The UN’s 2020 Emissions Gap report says that limiting temperature rises to 1.5C, as envisaged by the 2015 Paris Agreement, would require the richest 1 per cent to cut their carbon footprint by 2030 “by at least a factor of 30”. Almost everything the wealthy do involves higher emissions, from living in bigger houses to running larger cars and flying more often, especially by private jet. Eating meat comes into it, as does owning a swimming pool. Not to mention a holiday home. Or homes.
Green activists have long railed against environmental inequality, pointing the finger at what they call “the polluter elite”. But, so far, governments have largely steered clear of socially divisive policies. Instead, they have focused on changing the energy mix for all by reducing fossil fuel use and boosting renewables. And, selectively, they have increased the regulatory burdens on industry.
Consumers have shouldered some costs, such as green levies on electricity bills, environmental airport taxes and appliance disposal charges. They have also been nudged into reducing their carbon footprint with subsidies for electric vehicles, solar panels and home insulation. But these policies are not enough. As they announce much tougher emissions targets in advance of COP26, governments will have to curb emissions directly. Extra taxes on anything from car fuel to household gas are an obvious option. But they would hit the poor as well as the rich. And, to be high enough to alter super-rich behaviour, these taxes would have to impose unbearable costs on the less well-off.

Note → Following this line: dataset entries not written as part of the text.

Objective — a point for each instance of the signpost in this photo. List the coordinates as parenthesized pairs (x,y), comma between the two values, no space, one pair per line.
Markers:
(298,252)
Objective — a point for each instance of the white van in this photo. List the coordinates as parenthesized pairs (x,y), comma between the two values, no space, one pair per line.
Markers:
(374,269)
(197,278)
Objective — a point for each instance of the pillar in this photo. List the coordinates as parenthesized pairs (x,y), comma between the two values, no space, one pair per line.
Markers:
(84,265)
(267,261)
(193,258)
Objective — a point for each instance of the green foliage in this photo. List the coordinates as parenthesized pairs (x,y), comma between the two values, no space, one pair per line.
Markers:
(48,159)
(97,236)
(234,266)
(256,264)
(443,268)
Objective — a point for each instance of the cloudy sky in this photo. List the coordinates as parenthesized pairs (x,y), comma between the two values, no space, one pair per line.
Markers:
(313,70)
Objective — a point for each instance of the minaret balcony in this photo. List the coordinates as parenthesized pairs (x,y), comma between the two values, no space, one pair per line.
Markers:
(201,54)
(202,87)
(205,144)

So carbon taxes aimed at the wealthy will climb the political agenda. But will tax policies be enough? For the really rich, no normal level of carbon-linked tax will be a deterrent. They can swallow frequent-flyer supplements, levies on big cars and surcharges on household energy bills. Governments may have to go beyond tax policies into imposing limits on activities. On use of private jets, perhaps, or domestic swimming pools. In most democracies, that would be seen as extreme. But people already tolerate rules such as hosepipe bans.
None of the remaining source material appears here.